Deutschland: Die Strukturen eines Polizeistaats

In der vergangenen Woche hat eine sechsköpfige Regierungskommission ihren Bericht zur Sicherheitsarchitektur in Deutschland veröffentlicht. Er macht deutlich, dass seit den Anschlägen vom 11. September 2001 die Strukturen eines Polizeistaats geschaffen wurden. Zugleich schlägt der Bericht vor, diesen Sicherheitsapparat gesetzlich zu legitimieren und seine Befugnisse so zu zementieren.

Die Regierungskommission aus je drei Vertretern des Justiz- sowie des Innenministeriums hatte im Januar damit begonnen, die neuen Sicherheitsgesetze der letzten zwölf Jahre systematisch zu überprüfen und einzuschätzen. Das Justizministerium entsandte den FDP-Politiker Burkhard Hirsch, den Mannheimer Jura-Professor Matthias Bäcker sowie Ex-Ministerialdirektor Volkmar Giesler.
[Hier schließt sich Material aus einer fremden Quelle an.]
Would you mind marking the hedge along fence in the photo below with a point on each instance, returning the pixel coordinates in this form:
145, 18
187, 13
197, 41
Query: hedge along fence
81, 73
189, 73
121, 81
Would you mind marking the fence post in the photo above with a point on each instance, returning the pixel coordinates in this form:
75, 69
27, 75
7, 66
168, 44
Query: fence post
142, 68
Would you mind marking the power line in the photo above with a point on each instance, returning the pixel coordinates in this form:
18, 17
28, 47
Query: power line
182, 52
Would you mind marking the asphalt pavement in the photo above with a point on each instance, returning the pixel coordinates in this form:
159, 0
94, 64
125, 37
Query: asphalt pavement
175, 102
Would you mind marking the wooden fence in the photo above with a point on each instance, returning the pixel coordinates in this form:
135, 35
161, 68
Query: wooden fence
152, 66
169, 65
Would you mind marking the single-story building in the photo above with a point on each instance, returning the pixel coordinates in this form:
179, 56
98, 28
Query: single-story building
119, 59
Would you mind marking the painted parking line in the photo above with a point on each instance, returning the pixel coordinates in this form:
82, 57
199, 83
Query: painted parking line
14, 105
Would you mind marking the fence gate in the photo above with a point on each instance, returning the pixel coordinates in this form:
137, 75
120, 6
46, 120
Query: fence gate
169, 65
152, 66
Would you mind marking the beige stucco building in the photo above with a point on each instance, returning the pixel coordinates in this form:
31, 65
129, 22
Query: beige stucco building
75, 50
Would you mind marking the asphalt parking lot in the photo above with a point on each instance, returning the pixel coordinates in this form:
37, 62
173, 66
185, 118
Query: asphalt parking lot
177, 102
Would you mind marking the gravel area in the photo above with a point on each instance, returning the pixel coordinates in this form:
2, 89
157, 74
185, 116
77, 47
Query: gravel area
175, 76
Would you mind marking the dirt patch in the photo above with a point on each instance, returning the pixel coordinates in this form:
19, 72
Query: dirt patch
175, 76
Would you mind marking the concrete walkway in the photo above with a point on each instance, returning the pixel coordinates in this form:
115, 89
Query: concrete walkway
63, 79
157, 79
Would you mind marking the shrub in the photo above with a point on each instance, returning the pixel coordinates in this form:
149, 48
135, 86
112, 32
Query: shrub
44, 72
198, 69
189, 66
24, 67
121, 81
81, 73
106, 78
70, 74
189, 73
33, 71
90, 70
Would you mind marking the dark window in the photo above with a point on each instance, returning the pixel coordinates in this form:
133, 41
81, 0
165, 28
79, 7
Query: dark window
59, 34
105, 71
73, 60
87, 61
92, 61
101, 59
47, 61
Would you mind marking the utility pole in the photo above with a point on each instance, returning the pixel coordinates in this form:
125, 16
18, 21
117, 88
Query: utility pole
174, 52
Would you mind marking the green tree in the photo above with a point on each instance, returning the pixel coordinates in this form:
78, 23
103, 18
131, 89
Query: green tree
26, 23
Vom Innenministerium wurden Professor Heinrich Amadeus Wolff (Frankfurt/Oder), die frühere Generalbundesanwältin Monika Harms sowie Ministerialdirektor Stefan Kaller eingesetzt.

Zwar waren sich beide Seiten der Kommission in zahlreichen Detailfragen uneins, was in den Medien breit thematisiert wurde. Die Ausrichtung ihrer Vorschläge aber war eindeutig: die in den letzten Jahren errichtete Sicherheitsarchitektur ist grundsätzlich nicht in Frage zu stellen.

Kritisiert wurden die enge, vom Grundgesetz untersagte Zusammenarbeit von Polizei und Geheimdiensten sowie die ausufernden Befugnisse des Bundeskriminalamts. Doch alle Vorschläge der Kommission laufen darauf hinaus, diese verfassungswidrigen Praktiken nun endlich zu legitimieren.

Dabei deckt der Bericht auf, dass in den vergangenen zwölf Jahren ein Apparat errichtet worden ist, dessen Befugnissen an die Geheime Staatspolizei (Gestapo) der Nazis erinnert. Die im Grundgesetzt verankerte Trennung von Polizei und Geheimdiensten – eine wesentliche Lehre aus den Erfahrungen des Dritten Reiches – ist faktisch aufgehoben worden. Darüber hinaus hat das Bundeskriminalamt eine bis vor wenigen Jahren undenkbare Machtfülle angehäuft.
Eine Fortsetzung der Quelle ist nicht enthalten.